MI is worth learning, albeit very difficult and time consuming to grasp. I would suggest the authors to provide more details especially when it comes to 'training the trainers'. For example, whether the coaches/facilitators are properly trained for a sufficient time period and whether they've got qualifications in this area or not. And I wonder if a comparison group is needed, considering that the score's change could be due to other reasons rather than just MI training.
Trevor Gibbs - (19/08/2019) Panel Member Icon
As someone who is a great fan of motivational interviews, I was pleased to be asked to review this paper- thank you.

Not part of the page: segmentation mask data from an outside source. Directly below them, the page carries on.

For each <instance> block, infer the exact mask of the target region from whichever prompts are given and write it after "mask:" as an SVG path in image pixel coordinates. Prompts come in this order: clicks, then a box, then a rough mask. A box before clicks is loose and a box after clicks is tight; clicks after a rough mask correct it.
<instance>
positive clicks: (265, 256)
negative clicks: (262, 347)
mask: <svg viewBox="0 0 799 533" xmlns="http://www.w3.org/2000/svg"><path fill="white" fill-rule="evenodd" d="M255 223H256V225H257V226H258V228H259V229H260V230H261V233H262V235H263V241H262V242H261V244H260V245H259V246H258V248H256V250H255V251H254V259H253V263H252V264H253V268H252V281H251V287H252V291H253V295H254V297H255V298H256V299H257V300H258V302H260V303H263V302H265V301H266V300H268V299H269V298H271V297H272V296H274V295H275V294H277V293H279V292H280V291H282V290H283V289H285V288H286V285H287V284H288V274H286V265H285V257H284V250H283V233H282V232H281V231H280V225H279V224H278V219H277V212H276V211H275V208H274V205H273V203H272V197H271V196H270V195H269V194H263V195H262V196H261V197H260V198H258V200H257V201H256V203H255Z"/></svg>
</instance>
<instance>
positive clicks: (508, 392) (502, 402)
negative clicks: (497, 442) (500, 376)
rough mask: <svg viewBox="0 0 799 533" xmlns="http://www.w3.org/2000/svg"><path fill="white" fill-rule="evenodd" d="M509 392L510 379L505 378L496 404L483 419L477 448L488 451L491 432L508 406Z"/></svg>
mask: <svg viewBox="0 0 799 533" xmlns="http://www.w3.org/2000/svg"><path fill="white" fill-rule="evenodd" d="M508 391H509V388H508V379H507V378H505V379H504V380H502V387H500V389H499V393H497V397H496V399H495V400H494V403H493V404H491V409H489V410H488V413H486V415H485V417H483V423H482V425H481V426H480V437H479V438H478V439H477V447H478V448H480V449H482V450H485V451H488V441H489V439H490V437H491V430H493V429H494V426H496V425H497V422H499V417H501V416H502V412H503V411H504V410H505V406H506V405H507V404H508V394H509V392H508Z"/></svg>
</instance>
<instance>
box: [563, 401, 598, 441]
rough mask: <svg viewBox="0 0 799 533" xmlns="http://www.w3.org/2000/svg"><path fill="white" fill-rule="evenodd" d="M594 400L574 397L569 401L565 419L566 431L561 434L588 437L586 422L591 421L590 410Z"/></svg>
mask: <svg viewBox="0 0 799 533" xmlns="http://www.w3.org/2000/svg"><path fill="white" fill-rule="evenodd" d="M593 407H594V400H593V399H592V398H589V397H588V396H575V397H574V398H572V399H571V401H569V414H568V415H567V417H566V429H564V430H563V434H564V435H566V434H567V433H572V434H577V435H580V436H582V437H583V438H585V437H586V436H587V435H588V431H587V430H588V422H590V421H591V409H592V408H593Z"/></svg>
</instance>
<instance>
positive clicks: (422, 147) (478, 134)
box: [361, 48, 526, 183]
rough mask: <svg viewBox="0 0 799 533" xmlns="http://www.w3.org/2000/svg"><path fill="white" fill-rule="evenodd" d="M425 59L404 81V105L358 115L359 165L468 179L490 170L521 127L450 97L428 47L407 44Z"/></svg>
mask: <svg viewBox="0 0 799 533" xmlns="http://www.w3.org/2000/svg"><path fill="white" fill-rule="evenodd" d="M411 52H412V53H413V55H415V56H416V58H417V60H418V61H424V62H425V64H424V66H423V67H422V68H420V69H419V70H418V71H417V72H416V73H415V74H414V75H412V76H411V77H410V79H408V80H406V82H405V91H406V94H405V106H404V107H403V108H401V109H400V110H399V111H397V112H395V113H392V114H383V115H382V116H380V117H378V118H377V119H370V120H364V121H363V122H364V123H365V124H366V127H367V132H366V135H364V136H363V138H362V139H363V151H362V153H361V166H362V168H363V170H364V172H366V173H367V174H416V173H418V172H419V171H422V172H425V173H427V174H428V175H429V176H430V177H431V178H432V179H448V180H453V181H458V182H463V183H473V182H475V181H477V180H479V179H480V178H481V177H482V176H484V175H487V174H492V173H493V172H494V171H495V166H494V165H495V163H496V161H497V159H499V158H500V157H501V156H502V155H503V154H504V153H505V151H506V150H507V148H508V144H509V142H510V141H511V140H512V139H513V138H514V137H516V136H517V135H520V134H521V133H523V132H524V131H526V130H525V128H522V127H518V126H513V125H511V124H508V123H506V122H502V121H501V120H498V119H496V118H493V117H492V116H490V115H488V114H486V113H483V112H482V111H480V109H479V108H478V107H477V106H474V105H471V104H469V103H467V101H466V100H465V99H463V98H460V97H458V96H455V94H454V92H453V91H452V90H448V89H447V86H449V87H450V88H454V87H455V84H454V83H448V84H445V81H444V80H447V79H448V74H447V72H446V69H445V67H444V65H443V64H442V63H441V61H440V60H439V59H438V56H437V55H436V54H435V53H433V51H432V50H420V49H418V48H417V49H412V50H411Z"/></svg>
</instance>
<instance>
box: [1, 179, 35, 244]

I have never understood why MI has not taken its rightful place in the undergraduate medical curriculum and I am pleased to see that this paper supports its inclusion.
This is a very well researched and structured paper that takes the reader through a very clearly defined process- taking a concept such as MI through an acceptable teaching activity and placing it firmly into a workplace-based activity and EPA. The references alone provide a great foundation to build an interest in MI and I believe this as a paper that should be read by all curriculum planners
Possible Conflict of Interest:

For transparency, I am an Associate Editor for MedEdPublish

Felix Silwimba - (18/07/2019)
this article has provided me with a broader appreciation of the depth of medical education on taken for granted areas of patient communication and behavioral change. Agree this techniques will be useful to those working in under-served populations.